The premise of Wallop’s novel was simple. There was a time when the Yankees won the baseball pennant almost every year. From 1949 to 1958, the Bronx team won the American League pennant nine times. While it seemed the Yankees couldn’t lose, it seemed the Washington Senators couldn’t win. The Senators, a team that disappeared from the American League in 1960, were usually terrible. To win against the Yankees, especially in a pennant race, the Senators would have needed supernatural help. And that is what Wallop gave them: a fan willing to sell his soul to the devil to see his favorite team beat the Yankees.
It sounded like a promising story: romance, intrigue, souls in peril, and America’s favorite pastime, baseball. But absolutely no one believed the show would be a success. For nearly sixty years, playwrights and producers had tried to turn the national sport into Broadway theatre, but they invariably failed.

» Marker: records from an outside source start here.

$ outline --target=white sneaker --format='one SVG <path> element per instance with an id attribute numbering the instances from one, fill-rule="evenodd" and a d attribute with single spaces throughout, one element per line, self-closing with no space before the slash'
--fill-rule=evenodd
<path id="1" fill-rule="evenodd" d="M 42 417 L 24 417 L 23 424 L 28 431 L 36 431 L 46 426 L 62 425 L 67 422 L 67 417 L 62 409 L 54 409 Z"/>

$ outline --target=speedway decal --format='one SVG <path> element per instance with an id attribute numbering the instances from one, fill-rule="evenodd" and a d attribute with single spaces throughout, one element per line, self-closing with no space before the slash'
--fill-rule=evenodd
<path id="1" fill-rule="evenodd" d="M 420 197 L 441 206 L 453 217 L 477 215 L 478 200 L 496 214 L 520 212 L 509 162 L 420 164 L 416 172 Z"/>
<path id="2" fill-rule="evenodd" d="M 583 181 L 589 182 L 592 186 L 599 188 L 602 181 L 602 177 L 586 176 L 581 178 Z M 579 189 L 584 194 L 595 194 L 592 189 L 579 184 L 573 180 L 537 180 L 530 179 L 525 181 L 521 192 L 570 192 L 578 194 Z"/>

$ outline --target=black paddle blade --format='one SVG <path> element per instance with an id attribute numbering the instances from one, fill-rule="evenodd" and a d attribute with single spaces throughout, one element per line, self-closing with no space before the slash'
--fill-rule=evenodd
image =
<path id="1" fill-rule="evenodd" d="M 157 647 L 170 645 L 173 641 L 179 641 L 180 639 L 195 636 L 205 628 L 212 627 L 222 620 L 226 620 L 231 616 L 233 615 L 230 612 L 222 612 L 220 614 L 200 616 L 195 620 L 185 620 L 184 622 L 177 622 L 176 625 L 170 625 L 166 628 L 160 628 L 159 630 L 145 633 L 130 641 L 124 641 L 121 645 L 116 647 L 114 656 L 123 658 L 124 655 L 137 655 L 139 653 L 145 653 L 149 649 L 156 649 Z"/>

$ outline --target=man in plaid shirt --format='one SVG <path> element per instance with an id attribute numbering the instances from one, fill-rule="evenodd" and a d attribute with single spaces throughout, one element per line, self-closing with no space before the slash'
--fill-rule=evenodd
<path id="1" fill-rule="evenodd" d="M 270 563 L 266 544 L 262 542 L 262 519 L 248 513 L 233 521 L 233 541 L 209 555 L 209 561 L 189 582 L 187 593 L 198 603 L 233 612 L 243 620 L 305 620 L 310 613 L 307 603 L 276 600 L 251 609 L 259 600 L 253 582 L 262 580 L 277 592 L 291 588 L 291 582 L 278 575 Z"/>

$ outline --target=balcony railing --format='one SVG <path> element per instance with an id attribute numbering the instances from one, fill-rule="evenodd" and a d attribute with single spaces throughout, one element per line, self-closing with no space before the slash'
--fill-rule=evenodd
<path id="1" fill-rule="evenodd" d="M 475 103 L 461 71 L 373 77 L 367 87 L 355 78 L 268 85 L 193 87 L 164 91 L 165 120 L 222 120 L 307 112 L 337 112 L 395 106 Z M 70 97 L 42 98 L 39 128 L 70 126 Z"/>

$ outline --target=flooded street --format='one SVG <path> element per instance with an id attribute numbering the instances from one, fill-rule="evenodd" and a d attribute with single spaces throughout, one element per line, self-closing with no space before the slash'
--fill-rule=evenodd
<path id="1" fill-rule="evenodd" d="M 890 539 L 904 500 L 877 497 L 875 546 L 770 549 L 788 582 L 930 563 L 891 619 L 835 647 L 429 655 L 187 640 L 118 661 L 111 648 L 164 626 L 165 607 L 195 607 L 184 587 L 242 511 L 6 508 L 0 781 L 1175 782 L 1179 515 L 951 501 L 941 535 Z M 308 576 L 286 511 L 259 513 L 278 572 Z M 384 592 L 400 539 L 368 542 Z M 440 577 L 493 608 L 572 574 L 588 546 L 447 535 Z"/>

No play on Broadway about baseball had been a success. Damn Yankees was not only a tremendous success for the four collaborators, but it also broke a long standing jinx against baseball plays on Broadway.
Douglass Wallop was a devoted and frustrated fan of his hometown team, the Senators. Born in Washington, D.C., in 1920, Wallop graduated from the University of Maryland and began a career as a journalist. Because of his exceptional skill at short-hand, he was commissioned in 1948 to record General Dwight Eisenhower’s memoirs from the general’s dictation. His own first novel was published in 1953, and was soon followed by a second novel, The Year the Yankees Lost the Pennant, which he wrote as a personal protest to the poor record of the Senators. After helping write the musical version of his baseball novel, Wallop wrote until his death in 1985, completing nine more novels; each novel was written in shorthand, never on a typewriter.

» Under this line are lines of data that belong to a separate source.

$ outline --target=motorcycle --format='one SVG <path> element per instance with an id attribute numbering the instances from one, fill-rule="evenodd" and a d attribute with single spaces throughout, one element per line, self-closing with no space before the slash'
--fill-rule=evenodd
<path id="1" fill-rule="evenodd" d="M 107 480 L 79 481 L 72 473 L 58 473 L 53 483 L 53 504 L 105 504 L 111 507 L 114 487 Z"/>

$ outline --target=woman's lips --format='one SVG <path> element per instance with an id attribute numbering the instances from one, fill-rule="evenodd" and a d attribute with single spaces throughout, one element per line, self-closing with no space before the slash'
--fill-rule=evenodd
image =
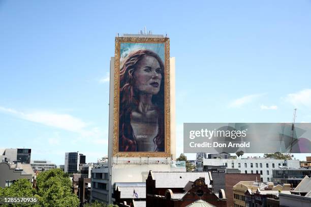
<path id="1" fill-rule="evenodd" d="M 159 87 L 159 83 L 156 82 L 152 82 L 150 84 L 151 86 L 153 86 L 154 88 L 157 88 Z"/>

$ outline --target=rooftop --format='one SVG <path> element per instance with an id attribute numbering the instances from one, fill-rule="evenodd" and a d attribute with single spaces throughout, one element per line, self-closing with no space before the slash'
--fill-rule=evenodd
<path id="1" fill-rule="evenodd" d="M 133 200 L 133 204 L 134 207 L 146 207 L 145 200 Z"/>
<path id="2" fill-rule="evenodd" d="M 212 205 L 207 202 L 204 201 L 203 200 L 198 200 L 192 203 L 186 205 L 186 207 L 215 207 L 215 205 Z"/>
<path id="3" fill-rule="evenodd" d="M 189 181 L 194 182 L 200 178 L 204 178 L 209 188 L 209 172 L 153 172 L 150 171 L 152 179 L 156 181 L 156 187 L 160 188 L 183 188 Z"/>

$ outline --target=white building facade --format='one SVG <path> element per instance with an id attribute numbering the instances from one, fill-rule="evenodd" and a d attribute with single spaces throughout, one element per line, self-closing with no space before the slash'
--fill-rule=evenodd
<path id="1" fill-rule="evenodd" d="M 204 171 L 204 166 L 225 165 L 227 168 L 238 169 L 241 174 L 260 174 L 261 182 L 271 181 L 273 169 L 284 166 L 291 168 L 300 166 L 298 160 L 284 160 L 261 158 L 241 159 L 200 158 L 197 160 L 198 171 Z"/>

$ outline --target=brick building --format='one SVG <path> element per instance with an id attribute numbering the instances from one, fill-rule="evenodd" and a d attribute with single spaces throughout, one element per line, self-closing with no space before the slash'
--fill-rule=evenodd
<path id="1" fill-rule="evenodd" d="M 225 191 L 227 195 L 227 206 L 233 207 L 233 191 L 234 185 L 242 181 L 260 181 L 260 174 L 225 174 Z"/>
<path id="2" fill-rule="evenodd" d="M 146 180 L 146 206 L 186 206 L 199 200 L 226 206 L 225 191 L 212 190 L 210 172 L 152 172 Z"/>

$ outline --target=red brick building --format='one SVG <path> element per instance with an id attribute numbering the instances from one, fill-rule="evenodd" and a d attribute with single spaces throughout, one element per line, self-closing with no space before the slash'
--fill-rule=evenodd
<path id="1" fill-rule="evenodd" d="M 234 186 L 240 181 L 260 181 L 260 174 L 225 174 L 225 186 L 227 196 L 227 206 L 233 207 L 233 191 Z"/>
<path id="2" fill-rule="evenodd" d="M 225 191 L 212 191 L 209 172 L 152 172 L 146 180 L 146 206 L 186 206 L 199 200 L 210 206 L 225 207 Z"/>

Nicknamed “the old Master” by his comrades on Broadway, George Abbott was a true showman. He began his career as an actor, and between 1913 and 1934 he appeared in several productions. He later became famous as a playwright, director, and producer, contributing in some way to nearly a hundred Broadway productions. His name can be found in the credits of some of Broadway’s biggest shows, including On Your Toes (1934), Pal Joey (1940), Sweet Charity (1942), and Damn Yankees (1955 and 1994). The winner of a Pulitzer prize in 1960 and several Tony awards, Abbott returned at age 106 to oversee the revival of Damn Yankees in 1994. He died a year later at age 107.
Richard Adler was born in New York in 1921. He graduated from the University of North Carolina, where he studied playwriting; served in the navy during world War II; and, after a brief career in marketing, quit to devote himself exclusively to song-writing. He teamed with Jerry Ross, and the two wrote music for several productions of stage, television, and film before making their fortunes with their two biggest hits, The Pajama Game and Damn Yankees. Adler also composed several orchestral numbers; his 1980 symphonic composition, “Yellowstone Overture,” was nominated for the Pulitzer Prize.
Jerry Ross died unexpectedly at age 30, shortly after achieving his greatest success with The Pajama Game and Damn Yankees. Born Jerold Rosenberg in 1926, Ross made a name for himself as an actor and singer by age thirteen. In his late teens, he turned to song writing, and had considerable success before meeting Richard Adler and forming their famous team. For his achievements, Ross won two Tony awards, the Drama Critics Award, and the Antoinette Perry Award. By the time of his death, Jerry Ross had scored with two huge Broadway hits, and had written more than 250 popular American songs.